La diplomatie culturelle et la marque pays sont deux outils de diplomatie publique qui aident à mobiliser les idées, qui permettent de donner de la valeur aux ressources de soft power de chaque pays ce qui peut se traduire à long terme par une amélioration ou une consolidation de l’image positive d’un pays. Le message que chacun de ces outils va transmettre doit cependant être soutenu par une stratégie de communication claire et structurée sur le long terme.

Les différentes études d’impact menées pour évaluer les effets des politiques de diplomatie culturelle ou le développement d’une bonne stratégie de marque pays arrivent à la même conclusion : il n’y a pas de moyen unique pour mesurer leur impact. Ce constat a conduit à la création de différents index qui visent à évaluer le pouvoir d’influence d’un pays : Soft power index, Futurebrand country brand index, entre autres. En l’absence de variables fixes permettant de mesurer l’influence d’un pays dans le monde, la perception de cette dernière est difficile à quantifier : il existera donc autant d’index et de moyens de mesure que de perceptions. Ceci est un vrai défi pour les acteurs en charge des activités de diplomatie culturelle ou des stratégies de marque pays, dès lors qu’il n’est pas aisé de démontrer les résultats obtenus par ces outils très coûteux.

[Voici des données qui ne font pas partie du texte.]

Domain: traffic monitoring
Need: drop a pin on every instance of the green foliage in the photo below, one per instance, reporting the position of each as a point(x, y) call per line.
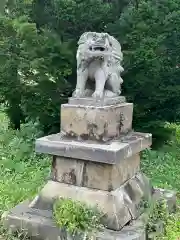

Pour un pays comme la Colombie qui, au cours des dix dernières années, est devenu une économie émergente, a amélioré sa situation sécuritaire et qui joue désormais un rôle de puissance régionale secondaire, la marque pays ainsi que la diplomatie culturelle constituent des facteurs qui valorisent ses bons résultats. Par conséquent, il est nécessaire de regarder en détail la manière dont la Colombie a utilisé ses politiques publiques pour améliorer son image à l’étranger au cours des dix dernières années, ce qui sera exposé dans la deuxième partie de ce mémoire.